CONSTATER que Monsieur [J] [N] ne justifie nullement du fondement contractuel des commissions sollicitées c'est-à-dire de l'accord des parties dans leur principe et encore dans la détermination de leur modalité de calcul ;

CONSTATER que Monsieur [J] [N] ne justifie nullement de la réalité du travail commercial prétendument accompli au bénéfice des commissions sollicitées ;

EN CONSEQUENCE,

CONFIRMER le jugement rendu par le Conseil des prud'hommes de Marseille le 23 avril 2019 en ce qu'il a dit et jugé la mesure de licenciement prononcée à l'encontre de Monsieur [J] [N] fondée sur une faute lourde ;

DIRE ET JUGER la mesure de licenciement prononcée à l'encontre de Monsieur [J] [N] fondée sur une faute lourde ;

DEBOUTER purement et simplement Monsieur [J] [N] de l'ensemble de ses demandes, fins et prétentions ;

CONDAMNER Monsieur [J] [N] au paiement de la somme de 78.089,61 euros au titre de son préjudice économique lié aux agissements fautifs de Monsieur [N] par réformation du jugement rendu par le Conseil des prud'hommes de Marseille le 23 avril 2019 ;

CONDAMNER Monsieur [J] [N] au paiement de la somme de 3.500 euros en application des dispositions de l'article 700 du Code de Procédure civile ;

CONDAMNER Monsieur [J] [N] au paiement des entiers dépens.»

Pour l'exposé plus détaillé des prétentions et moyens des parties, il sera renvoyé, conformément à l'article 455 du code de procédure civile, aux conclusions des parties sus-visées.

MOTIFS DE L'ARRÊT

A titre liminaire, la cour rappelle qu'en application des dispositions de l'article 954 du code de procédure civile , elle ne statue que sur les prétentions énoncées au dispositif et que les «dire et juger» et les «constater» ainsi que les «donner acte» ne sont pas des prétentions en ce que ces demandes ne confèrent pas de droit à la partie qui les requiert hormis les cas prévus par la loi; en conséquence, la cour ne statuera pas sur celles-ci, qui ne sont en réalité que le rappel des moyens invoqués.
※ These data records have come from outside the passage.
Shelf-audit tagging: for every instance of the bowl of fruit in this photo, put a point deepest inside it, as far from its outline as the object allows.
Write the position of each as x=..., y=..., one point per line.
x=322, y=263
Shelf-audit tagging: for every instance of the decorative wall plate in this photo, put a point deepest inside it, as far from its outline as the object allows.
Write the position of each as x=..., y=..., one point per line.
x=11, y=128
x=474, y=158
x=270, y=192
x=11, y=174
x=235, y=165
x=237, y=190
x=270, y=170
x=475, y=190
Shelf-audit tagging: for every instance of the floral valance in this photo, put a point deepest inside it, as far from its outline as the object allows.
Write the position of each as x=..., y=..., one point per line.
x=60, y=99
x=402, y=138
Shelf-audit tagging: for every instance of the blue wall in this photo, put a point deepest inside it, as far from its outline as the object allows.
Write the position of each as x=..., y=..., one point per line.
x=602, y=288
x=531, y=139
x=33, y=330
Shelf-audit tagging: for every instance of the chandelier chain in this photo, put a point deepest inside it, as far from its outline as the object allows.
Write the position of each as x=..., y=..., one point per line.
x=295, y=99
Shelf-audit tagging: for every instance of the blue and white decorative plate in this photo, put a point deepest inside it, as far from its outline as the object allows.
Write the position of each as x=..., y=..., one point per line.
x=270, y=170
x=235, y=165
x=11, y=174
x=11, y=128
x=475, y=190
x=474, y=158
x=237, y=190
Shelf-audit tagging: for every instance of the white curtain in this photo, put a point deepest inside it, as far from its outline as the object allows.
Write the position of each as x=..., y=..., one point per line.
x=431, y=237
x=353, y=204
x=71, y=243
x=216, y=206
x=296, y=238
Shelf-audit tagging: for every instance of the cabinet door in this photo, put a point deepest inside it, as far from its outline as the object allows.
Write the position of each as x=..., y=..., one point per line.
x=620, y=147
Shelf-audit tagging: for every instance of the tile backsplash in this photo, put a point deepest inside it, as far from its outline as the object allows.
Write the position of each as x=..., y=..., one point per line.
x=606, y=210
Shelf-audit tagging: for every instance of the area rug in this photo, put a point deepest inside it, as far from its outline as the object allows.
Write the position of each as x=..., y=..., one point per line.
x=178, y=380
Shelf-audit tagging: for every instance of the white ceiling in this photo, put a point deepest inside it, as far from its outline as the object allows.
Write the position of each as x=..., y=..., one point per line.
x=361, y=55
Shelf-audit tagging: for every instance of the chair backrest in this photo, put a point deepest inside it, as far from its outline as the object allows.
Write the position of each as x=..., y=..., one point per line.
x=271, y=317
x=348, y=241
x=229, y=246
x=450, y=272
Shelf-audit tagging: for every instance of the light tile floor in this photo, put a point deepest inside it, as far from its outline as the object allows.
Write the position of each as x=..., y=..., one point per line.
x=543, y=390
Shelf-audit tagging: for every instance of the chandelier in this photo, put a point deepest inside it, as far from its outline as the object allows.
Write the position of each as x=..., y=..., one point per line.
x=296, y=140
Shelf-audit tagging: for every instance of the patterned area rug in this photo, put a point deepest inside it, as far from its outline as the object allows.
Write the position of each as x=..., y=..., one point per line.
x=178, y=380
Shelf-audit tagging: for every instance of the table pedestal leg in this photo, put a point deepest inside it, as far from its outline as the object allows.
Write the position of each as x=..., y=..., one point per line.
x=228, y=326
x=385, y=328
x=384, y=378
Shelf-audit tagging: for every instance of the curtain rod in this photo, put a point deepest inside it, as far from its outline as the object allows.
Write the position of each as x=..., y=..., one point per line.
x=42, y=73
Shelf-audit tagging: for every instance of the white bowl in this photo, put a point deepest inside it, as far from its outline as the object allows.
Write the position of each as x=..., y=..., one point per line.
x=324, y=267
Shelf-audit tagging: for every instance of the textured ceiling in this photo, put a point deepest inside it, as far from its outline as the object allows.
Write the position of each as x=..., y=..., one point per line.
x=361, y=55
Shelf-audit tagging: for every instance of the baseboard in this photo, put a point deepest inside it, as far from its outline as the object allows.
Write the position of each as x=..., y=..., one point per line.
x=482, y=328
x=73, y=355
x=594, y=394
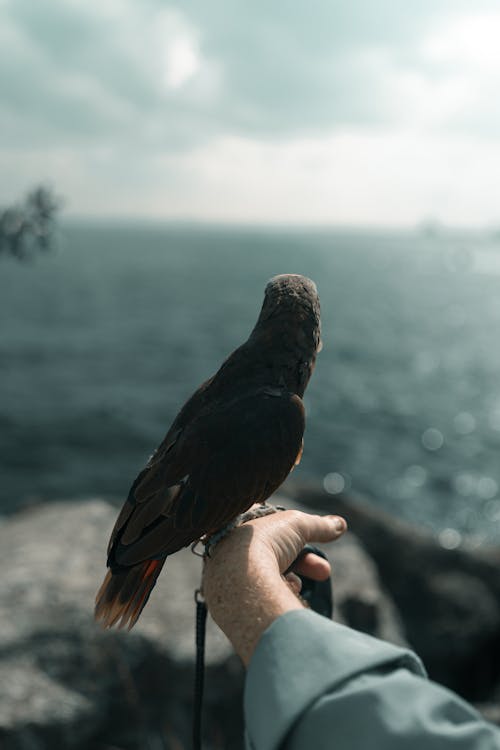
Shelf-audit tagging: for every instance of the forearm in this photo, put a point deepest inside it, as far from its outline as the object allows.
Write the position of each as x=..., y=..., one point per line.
x=246, y=598
x=314, y=683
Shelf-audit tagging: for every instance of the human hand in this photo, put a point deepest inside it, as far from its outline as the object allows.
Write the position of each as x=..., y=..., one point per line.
x=245, y=583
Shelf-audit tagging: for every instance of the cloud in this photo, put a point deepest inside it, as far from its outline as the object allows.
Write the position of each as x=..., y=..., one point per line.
x=244, y=109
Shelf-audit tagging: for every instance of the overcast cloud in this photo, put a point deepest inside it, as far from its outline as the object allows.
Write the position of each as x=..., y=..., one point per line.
x=370, y=111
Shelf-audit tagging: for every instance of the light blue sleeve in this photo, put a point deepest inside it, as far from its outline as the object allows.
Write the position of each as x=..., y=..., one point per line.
x=315, y=684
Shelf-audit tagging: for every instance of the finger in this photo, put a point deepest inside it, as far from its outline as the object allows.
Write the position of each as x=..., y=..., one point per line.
x=294, y=582
x=319, y=528
x=313, y=566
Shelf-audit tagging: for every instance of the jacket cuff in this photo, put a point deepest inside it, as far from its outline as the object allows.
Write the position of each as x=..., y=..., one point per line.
x=300, y=657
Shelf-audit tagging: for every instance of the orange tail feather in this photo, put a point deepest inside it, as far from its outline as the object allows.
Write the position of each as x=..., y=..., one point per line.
x=124, y=593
Sur la demande de sursis à statuer

La société, au visa des articles 378 & suivants du code de procédure civile et de l'article 4 du code de procédure pénale demande dans l'intérêt d'une bonne administration de la justice, un sursis à statuer dans l'attente de l'issue de la procédure pénale.

Elle indique avoir déposé plainte pour des faits d'abus de confiance le 29 novembre 2016 soit avant la saisine du conseil de prud'hommes mais avoir reçu une décision de classement sans suite prise le 6 août 2018.

Estimant l'enquête préliminaire lacunaire, elle a déposé une plainte avec constitution de partie civile auprès du juge d'instruction le 31 janvier 2019 et a payé la consignation mise à sa charge le 30 août 2019.

Compte tenu du délai déjà écoulé depuis ces actes, il serait déraisonnable d'ordonner un sursis à statuer alors même que M. [N] n'a pas même été mis en examen voire auditionné, de sorte que la cour confirme la décision entreprise qui a refusé le sursis à statuer.

Sur la mise en retraite

Le salarié indique qu'il a été mis en retraite par son employeur sans respect de la procédure ni du préavis, ce qui s'analyse selon lui, en un licenciement abusif.

Comme l'indique la société, il résulte du courrier daté du 1er octobre 2015 émanant de M. [N] que celui-ci a confirmé sa demande de mise à la retraite, précisant un numéro de dossier auprès de la Carsat et il résulte des échanges subséquents de courriels entre les parties notamment celui du 19 décembre 2015 que le salarié demandait à cumuler sa pension de retraite et un salaire net d'environ «1 100 à 1 200 net».

En conséquence, c'est en toute mauvaise foi que le salarié prétend que sa mise en retraite serait illégale et dès lors, il doit être débouté de sa demande d'indemnité.

Sur le contrat de travail à temps partiel

L'appelant reproche au conseil de prud'hommes de n'avoir pas répondu à sa demande, arguant que le contrat de travail à temps partiel doit mentionner la durée hebdomadaire ou mensuelle du travail prévue ainsi que la répartition de cette durée entre les jours de la semaine ou les semaines du mois et qu'à défaut, il doit être requalifié à temps complet.

La société n'a pas répondu sur ce chef de deamnde.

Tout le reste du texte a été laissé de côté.